Por outro lado, os estudantes ouvidos ressaltam que os professores que não
conseguem dar uma aula dinâmica, envolvente, capaz de mobilizar o aluno para o
trabalho em andamento, deixam uma imagem muito desgastada da docência. Nessa
direção, é bastante recorrente a queixa associada ao uso de procedimentos didáticos
rotineiros, pouco adequados ao grupo, conteúdos dispersos, falta de conexão com outras
disciplinas. Estas dificuldades do formador, na visão dos estudantes, estão associadas à
falta de planejamento ou de comprometimento com o ensino, falta de preparo didáticopedagógico, acomodação.

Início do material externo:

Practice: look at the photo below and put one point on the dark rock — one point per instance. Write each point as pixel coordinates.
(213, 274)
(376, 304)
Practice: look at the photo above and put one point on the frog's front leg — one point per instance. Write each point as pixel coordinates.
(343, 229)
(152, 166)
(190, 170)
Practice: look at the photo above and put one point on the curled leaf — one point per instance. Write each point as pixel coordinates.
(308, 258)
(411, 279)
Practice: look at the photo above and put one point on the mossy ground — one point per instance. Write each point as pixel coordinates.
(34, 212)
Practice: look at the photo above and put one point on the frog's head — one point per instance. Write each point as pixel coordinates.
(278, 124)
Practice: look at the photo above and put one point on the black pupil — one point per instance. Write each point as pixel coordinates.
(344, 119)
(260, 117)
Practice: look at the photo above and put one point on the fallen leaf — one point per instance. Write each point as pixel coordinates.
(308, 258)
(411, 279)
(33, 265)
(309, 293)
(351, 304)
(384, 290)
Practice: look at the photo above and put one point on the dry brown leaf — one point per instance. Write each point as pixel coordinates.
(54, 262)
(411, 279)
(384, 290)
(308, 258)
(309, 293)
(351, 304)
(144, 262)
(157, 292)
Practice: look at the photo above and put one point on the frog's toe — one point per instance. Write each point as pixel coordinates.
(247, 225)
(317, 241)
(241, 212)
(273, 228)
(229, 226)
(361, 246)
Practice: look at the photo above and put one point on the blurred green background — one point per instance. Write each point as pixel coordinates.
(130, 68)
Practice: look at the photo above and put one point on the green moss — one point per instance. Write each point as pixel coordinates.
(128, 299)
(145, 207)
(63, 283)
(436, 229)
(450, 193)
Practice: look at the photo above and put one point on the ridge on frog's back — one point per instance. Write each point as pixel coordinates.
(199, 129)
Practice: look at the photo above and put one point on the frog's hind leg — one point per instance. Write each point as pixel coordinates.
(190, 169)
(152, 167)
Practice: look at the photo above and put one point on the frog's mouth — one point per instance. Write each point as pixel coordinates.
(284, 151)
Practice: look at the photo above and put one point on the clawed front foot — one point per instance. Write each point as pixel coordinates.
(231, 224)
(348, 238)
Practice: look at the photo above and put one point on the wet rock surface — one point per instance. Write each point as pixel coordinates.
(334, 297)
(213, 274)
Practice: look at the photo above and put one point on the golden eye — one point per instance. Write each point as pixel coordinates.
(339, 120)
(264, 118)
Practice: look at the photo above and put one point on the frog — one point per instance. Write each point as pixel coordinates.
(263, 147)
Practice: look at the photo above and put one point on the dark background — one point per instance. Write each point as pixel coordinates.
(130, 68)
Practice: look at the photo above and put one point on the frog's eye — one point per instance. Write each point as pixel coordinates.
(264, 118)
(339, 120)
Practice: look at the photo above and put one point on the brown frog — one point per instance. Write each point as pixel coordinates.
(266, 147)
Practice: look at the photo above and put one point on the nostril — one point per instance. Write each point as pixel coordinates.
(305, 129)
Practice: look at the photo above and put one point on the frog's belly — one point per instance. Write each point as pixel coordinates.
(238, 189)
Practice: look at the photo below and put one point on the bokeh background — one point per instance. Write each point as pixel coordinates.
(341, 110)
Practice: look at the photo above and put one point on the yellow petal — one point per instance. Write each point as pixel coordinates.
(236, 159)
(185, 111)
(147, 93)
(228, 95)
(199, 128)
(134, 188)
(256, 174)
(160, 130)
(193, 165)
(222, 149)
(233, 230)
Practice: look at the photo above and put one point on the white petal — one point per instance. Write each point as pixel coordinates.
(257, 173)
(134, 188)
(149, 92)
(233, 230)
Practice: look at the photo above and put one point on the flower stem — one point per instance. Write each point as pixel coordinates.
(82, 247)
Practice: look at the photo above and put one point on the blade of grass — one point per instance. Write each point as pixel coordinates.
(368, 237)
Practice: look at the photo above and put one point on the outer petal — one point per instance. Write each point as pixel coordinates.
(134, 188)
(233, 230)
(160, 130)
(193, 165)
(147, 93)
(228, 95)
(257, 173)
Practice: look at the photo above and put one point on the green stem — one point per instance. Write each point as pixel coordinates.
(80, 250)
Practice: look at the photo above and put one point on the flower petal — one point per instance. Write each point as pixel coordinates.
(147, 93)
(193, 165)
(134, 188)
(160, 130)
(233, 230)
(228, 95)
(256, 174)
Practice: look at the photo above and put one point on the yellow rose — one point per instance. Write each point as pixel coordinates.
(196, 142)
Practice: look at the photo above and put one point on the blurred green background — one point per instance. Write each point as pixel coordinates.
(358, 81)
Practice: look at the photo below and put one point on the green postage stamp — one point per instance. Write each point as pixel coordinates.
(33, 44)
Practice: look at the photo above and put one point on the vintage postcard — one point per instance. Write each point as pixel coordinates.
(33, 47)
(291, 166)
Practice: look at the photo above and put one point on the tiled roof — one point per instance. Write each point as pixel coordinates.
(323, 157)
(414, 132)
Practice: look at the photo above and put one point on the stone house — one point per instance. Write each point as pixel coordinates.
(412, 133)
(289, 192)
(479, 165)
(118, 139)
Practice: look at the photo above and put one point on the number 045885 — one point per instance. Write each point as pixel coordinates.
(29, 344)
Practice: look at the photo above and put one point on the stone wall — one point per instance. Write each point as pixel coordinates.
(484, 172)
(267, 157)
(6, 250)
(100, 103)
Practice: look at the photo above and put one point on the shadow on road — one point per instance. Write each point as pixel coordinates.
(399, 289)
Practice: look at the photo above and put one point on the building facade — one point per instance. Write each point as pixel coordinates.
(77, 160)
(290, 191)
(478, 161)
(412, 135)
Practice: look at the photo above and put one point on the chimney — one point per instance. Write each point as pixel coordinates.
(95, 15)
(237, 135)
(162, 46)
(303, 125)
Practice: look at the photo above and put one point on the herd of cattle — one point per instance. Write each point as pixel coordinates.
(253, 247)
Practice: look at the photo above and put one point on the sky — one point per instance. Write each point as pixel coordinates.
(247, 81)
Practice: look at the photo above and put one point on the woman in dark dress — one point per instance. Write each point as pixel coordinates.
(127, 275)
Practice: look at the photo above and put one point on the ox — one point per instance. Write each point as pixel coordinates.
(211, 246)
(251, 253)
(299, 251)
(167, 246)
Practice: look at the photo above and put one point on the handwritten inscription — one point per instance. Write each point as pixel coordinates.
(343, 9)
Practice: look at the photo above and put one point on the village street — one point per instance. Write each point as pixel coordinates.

A falta de aderência com a disciplina, manifesta quando o
formador assume o compromisso de dar aulas de conteúdos que não são objeto de seus
estudos, também é questionada pelos estudantes. Um aspecto adicional mencionado
pelos participantes diz respeito ao radicalismo ideológico do professor formador,
quando não aceita opiniões divergentes. Esta atitude é bastante criticada e rechaçada
pelos estudantes.
É importante reiterar que os licenciandos tendem a se apropriar das formas de
atuar dos professores formadores, que são percebidas como fontes de referência para as
práticas docentes, da mesma forma que olham criticamente para as práticas docentes de
formadores que se revelam como “modelo pelo avesso”, constituindo-se em exemplos
de como não deve ser o trabalho do professor.